Il est donc urgent d'agir, avec détermination, responsabilité et esprit de justice. Il nous appartient de faire des choix libres, comme une nation qui regarde en face ce qu'elle doit faire pour assurer la solidité de son modèle social, sans le condamner à l'accumulation de dettes qui sont certes invisibles aujourd'hui, mais constituent un renoncement silencieux à ce qui a fondé notre pacte républicain.

Pour finir, je souhaite revenir sur l'enjeu de la certification des comptes de la branche famille. J'ai eu l'occasion de le dire ici à plusieurs reprises en répondant à des questions au gouvernement, cette situation est pour nous très insatisfaisante ; elle nous préoccupe autant que vous. Non, le gouvernement ne se satisfait pas de ces 6,3 milliards d'euros de risque résiduel, mêlant indus et rappels. Cela reflète des incertitudes persistantes quant à la fiabilité des données, notamment celles qui servent au calcul du RSA et de la prime d'activité, versés par la Caisse nationale des allocations familiales (Cnaf) pour le compte de l'État et des départements. Il s'agit là d'un enjeu majeur de justice sociale, de confiance dans notre système social et de bonne gestion des deniers publics.

Vous le savez, nous avons pris des mesures fortes. En particulier, le pré-remplissage automatique des ressources, généralisé depuis le 1er mars 2025, est un levier majeur pour fiabiliser les données, pour simplifier les démarches des allocataires, pour lutter à la fois contre la fraude et le non-recours. Les effets de cette réforme, qui correspond, je le rappelle, à un engagement du président de la République concernant la solidarité à la source, ne se verront évidemment que dans les prochains exercices.

De même, le plan de lutte contre les fraudes aux finances publiques lancé par le gouvernement en mai 2023, lorsque Gabriel Attal était ministre des comptes publics, commence à porter ses fruits. En 2024, l'Urssaf et l'ensemble des caisses de sécurité sociale ont fait progresser de 30 % le volume de fraudes détectées, pour un total record de 2,9 milliards d'euros, soit près de deux fois plus qu'en 2019 – et la branche famille y a largement contribué.

Mais il faut aller plus loin. Nous devons poursuivre la modernisation des outils de gestion, renforcer les échanges de données entre administrations et accompagner les usagers comme les professionnels dans un objectif commun : garantir que chaque euro de la sécurité sociale soit versé à bon droit et au bon bénéficiaire.
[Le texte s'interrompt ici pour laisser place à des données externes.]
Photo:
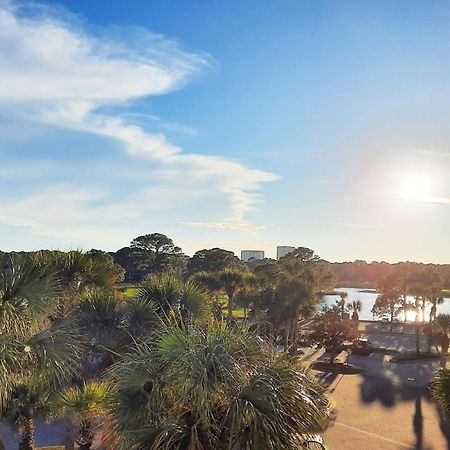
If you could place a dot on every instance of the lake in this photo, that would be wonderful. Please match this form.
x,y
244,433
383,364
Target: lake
x,y
368,300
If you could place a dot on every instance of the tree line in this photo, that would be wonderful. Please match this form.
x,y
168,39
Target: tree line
x,y
162,369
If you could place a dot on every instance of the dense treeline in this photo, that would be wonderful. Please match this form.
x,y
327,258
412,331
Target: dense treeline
x,y
157,254
363,274
161,369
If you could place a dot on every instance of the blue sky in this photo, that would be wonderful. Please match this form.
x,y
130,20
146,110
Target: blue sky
x,y
233,124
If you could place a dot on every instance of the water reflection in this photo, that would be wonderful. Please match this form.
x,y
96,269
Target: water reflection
x,y
368,298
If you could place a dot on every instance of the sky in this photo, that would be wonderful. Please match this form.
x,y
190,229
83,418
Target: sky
x,y
241,125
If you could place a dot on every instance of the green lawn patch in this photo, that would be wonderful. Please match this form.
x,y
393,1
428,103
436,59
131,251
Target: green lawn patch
x,y
412,356
130,292
53,447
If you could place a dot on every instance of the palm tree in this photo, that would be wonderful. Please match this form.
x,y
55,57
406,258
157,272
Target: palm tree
x,y
341,302
32,352
436,298
212,387
443,323
84,406
23,402
440,390
230,281
356,307
169,294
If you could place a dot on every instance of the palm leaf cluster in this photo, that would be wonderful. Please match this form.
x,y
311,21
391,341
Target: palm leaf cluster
x,y
212,387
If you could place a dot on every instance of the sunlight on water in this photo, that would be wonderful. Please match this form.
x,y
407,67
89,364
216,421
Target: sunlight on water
x,y
368,300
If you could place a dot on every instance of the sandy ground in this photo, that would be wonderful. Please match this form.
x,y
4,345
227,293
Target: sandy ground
x,y
386,407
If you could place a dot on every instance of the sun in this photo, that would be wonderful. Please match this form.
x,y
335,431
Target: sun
x,y
415,187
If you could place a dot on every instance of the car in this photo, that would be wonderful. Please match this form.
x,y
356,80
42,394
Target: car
x,y
313,442
362,346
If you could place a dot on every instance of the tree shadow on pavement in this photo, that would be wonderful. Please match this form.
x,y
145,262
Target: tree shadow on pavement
x,y
389,383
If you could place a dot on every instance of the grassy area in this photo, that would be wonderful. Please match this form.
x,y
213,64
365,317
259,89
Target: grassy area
x,y
54,447
238,313
130,292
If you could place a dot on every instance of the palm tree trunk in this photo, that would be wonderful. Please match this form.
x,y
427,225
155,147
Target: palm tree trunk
x,y
230,308
69,443
87,435
27,435
391,322
293,335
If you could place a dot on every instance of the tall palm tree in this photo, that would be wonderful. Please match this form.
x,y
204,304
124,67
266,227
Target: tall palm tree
x,y
341,302
212,387
230,281
436,298
443,323
168,294
32,351
440,390
356,307
84,406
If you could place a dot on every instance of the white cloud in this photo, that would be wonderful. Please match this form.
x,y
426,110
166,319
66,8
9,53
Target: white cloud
x,y
369,226
233,226
55,72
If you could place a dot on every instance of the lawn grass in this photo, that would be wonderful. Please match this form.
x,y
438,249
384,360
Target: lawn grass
x,y
52,447
130,292
238,313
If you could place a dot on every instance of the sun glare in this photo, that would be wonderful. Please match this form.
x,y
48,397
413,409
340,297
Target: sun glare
x,y
415,187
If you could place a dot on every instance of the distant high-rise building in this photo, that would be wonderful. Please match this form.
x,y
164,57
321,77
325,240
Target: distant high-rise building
x,y
283,250
247,255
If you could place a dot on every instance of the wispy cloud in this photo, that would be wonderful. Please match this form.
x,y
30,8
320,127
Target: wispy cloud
x,y
369,226
234,226
56,72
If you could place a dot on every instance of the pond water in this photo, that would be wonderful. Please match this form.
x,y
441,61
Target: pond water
x,y
368,299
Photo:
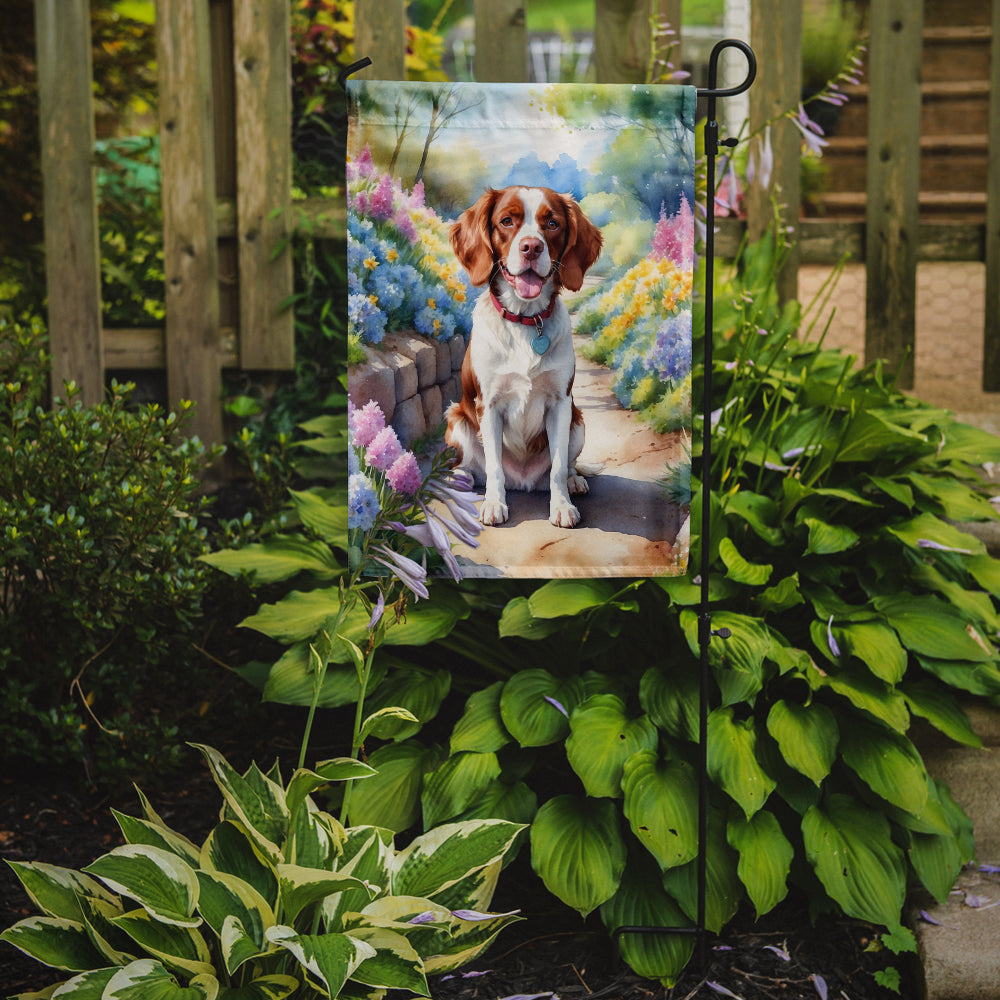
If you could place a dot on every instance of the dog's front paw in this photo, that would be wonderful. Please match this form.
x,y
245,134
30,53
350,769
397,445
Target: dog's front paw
x,y
493,512
564,515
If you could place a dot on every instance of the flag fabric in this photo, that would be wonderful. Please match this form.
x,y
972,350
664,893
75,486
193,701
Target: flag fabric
x,y
551,226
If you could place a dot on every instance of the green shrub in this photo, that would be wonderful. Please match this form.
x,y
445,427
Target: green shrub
x,y
99,546
279,900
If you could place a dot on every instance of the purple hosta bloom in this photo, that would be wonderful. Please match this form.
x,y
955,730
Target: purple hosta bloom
x,y
811,132
362,502
411,574
404,474
831,642
365,424
383,450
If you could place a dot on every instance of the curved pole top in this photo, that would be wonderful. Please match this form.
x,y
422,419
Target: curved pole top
x,y
713,69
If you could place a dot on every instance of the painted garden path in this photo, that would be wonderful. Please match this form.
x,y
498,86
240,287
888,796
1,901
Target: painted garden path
x,y
627,528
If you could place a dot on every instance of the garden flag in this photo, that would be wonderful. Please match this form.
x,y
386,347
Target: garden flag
x,y
520,290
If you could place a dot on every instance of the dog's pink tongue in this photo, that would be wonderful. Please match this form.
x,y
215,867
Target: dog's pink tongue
x,y
528,285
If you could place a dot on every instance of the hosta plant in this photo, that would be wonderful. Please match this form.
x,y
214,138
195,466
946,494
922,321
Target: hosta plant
x,y
279,900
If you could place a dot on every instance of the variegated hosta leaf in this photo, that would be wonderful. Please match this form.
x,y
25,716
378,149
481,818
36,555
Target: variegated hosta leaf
x,y
456,785
765,858
732,760
578,851
602,737
141,831
301,887
661,805
56,891
395,964
441,857
158,880
230,849
481,727
807,736
177,947
642,902
149,980
256,801
328,959
224,897
851,849
55,941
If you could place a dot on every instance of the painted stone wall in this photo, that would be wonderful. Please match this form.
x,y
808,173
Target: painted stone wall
x,y
412,378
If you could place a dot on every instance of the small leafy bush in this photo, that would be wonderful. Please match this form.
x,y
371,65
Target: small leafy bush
x,y
99,546
280,899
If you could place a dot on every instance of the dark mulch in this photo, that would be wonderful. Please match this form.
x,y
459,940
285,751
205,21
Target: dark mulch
x,y
551,952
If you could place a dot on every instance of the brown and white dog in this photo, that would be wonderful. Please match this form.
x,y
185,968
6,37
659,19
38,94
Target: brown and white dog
x,y
516,424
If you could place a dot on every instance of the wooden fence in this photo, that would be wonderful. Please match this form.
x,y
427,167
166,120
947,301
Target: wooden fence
x,y
226,160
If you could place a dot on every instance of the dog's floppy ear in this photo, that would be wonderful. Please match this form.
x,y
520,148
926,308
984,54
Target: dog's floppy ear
x,y
583,246
470,238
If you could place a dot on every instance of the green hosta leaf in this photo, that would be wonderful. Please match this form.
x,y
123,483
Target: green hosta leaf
x,y
723,889
301,887
54,941
417,690
330,959
395,965
976,678
602,738
751,574
807,736
887,762
850,847
456,784
391,798
147,979
765,858
225,897
560,598
260,809
230,849
517,620
828,539
535,706
578,851
642,902
671,700
327,520
279,558
876,646
177,947
661,799
159,881
141,831
56,891
481,728
732,760
941,709
438,859
931,628
928,528
275,987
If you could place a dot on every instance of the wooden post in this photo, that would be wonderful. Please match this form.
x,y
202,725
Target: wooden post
x,y
893,183
991,333
262,60
501,37
380,34
190,253
776,35
72,255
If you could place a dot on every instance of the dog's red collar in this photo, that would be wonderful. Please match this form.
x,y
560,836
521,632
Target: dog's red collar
x,y
534,321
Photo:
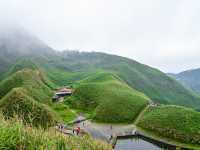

En résumé, nous restons pleinement mobilisés. Je souhaite que le prochain PLFSS permette d'améliorer concrètement les capacités des services à lutter contre la fraude. La certification complète et sans réserve de toutes les branches est bien notre objectif commun. Elle est la condition d'une sécurité sociale solide, équitable et digne de la confiance des citoyens. Néanmoins, l'absence de certification ne remet pas en cause la sincérité du présent projet de loi, la Cour des comptes ayant estimé que "les tableaux d'équilibre […] fournissent une représentation cohérente des recettes, des dépenses et du solde qui en découle".

C'est dans un esprit de lucidité et de transparence que je vous invite à examiner ce projet de loi d'approbation des comptes. C'est dans le même esprit que je souhaite engager, dans le sillage de la réunion de la Commission des comptes de la sécurité sociale qui s'est tenue le mardi 3 juin – dans un format exceptionnel, en présence de plusieurs d'entre vous –, un travail de fond visant à redresser la trajectoire de nos comptes sociaux dans la perspective d'un retour à l'équilibre avant 2029. Catherine Vautrin, Astrid Panosyan-Bouvet, Yannick Neuder et moi-même ne souhaitons pas nous arrêter à la description des problèmes d'hier ; le gouvernement dans son ensemble veut réfléchir avec vous aux solutions de demain.